Quando acabar, o maluco sou eu
“Toda vez que eu olho no espelho a minha cara, eis que sou normal e isso é coisa rara” (Raul Seixas)
Naquele dia, Evans entrou na repartição com um documento debaixo do braço. A manhã já chegava ao fim e conquanto fizesse sol, num céu de puríssimo azul, o frio fustigava sutilmente. Entregou-me a papelada acompanhada de um livro de protocolo, de capa azul; os olhos pequenos, na fisionomia reservada e grave, perscrutavam a assinatura após a data de recebimento. “Esse aí é você mesmo, não é?”, perguntou com ar bonômico, o tom de voz baixo e comedido. “Ora, se não sou… claro que sim”, respondi, franzindo o cenho, sem entender a anedota, assim como os outros colegas da sala.

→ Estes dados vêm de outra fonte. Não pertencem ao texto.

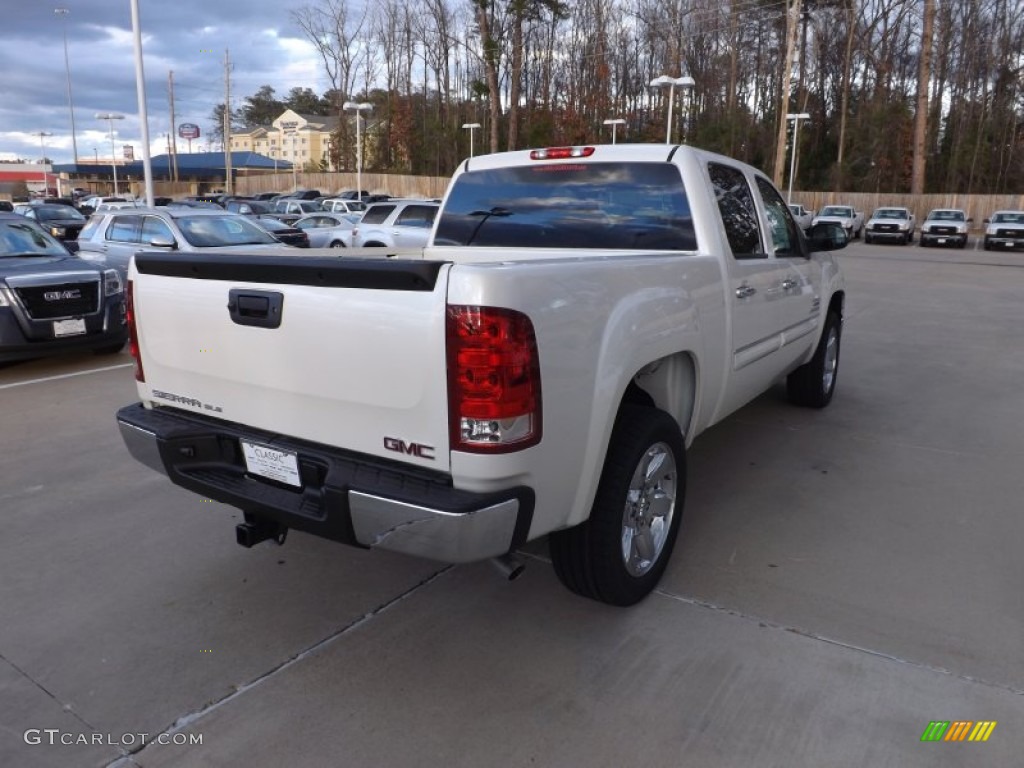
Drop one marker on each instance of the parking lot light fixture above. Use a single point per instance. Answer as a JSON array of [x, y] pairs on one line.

“Vocês não estão sabendo, não? Um maluco fugiu de uma clínica aí… espera aí, vou ler a notícia aqui… mandaram no grupo...”, começou a explanar, num sorriso, mexendo na tela do celular – e a gente ainda sem entender nada. “A Clínica… informou por meio de sua assessoria de imprensa que no dia vinte e um de junho, um de seus internos evadiu-se de suas instalações. Segundo o Diretor do nosocômio, não há motivo para se preocupar, tendo em vista que o histórico clínico do paciente não indica que ele represente perigo. Contudo, de acordo com uma fonte que não quis se identificar, o paciente se autointitula ‘Jaime Bon’ e, apesar de não ser agressivo, é paranoico e tem mania por conspirações. O mesmo teria fugido fazendo-se passar por um médico da clínica, saindo pelo portão principal e a vista de todos. Ainda segundo a fonte, o paciente poderia facilmente ‘fingir ser’ qualquer um”, ajuntou com voz empostada, erguendo as sobrancelhas ao mover o olhar para mim.
– E quem disse que o cara é maluco mesmo? – perguntei, entregando-lhe o livro. Evans agradeceu e recolheu-o, com as mãos magras, contraindo o rosto num ricto de estupor.

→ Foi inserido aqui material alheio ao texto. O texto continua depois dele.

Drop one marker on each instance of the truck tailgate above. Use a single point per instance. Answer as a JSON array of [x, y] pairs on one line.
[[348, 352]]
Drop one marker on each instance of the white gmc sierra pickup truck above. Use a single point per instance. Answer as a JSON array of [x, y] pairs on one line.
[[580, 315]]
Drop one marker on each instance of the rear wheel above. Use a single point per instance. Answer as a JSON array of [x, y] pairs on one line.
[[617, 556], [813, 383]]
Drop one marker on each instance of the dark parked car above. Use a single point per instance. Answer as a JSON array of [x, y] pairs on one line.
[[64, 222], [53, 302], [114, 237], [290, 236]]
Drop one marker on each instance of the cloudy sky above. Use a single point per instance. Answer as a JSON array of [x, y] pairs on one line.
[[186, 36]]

– Ora… ele estava numa clínica, né? – replicou o segundo, tranquilamente, adiantando-se. Súbito, interrompeu a carimbagem de um processo, numa curiosidade pertinente.
– Mas não seria a primeira, nem a última vez, que alguém é levado a uma internação sem ser necessariamente um paciente psiquiátrico, não é? No século 19, bastava a família do camarada ter um impasse com a herança para denunciá-lo como louco. – afirmei, recostando-me na cadeira. “Nem todos que estão, são, e nem todos que são, estão”.
– Não se pode é chegar em casa e ter um doido em seu lugar! – afirmou o outro colega, numa gargalhada, ao se levantar com sua caneca verde para buscar café, os demais o acompanharam em sua hilaridade. Também eu sorri.
Evans guardou a caneta com a qual eu assinara o livro, agradeceu outra vez, e continuou a troça enquanto tomava a saída. “Jaime Bon está por aí, hein? Cuidado! Valeu, Pacheco! Você é o ‘máximo’!”, concluiu ele, num ar zombeteiro, cruzando a soleira da porta; o pessoal riu uma vez mais, eu fiquei sem entender também esta anedota, e minhas considerações morreram sem deixar prole. Quando acabar, o maluco sou eu.
Assez causé, lucidíssimo leitor. Não nos precipitemos: assim como a baixa em uma instituição psiquiátrica não constitui parâmetro para caracterizar uma psicopatologia, fingir ser outra pessoa, também não. Até porque a maioria de nós, vez ou outra, se faz passar por alguém que não é: pais zelosos, filhos dedicados, companheiros fiéis, religiosos convictos, profissionais competentes, funcionários compromissados, patrões compreensivos, políticos honrados, eleitores conscientes... e ninguém é considerado maluco por isso. Ou é?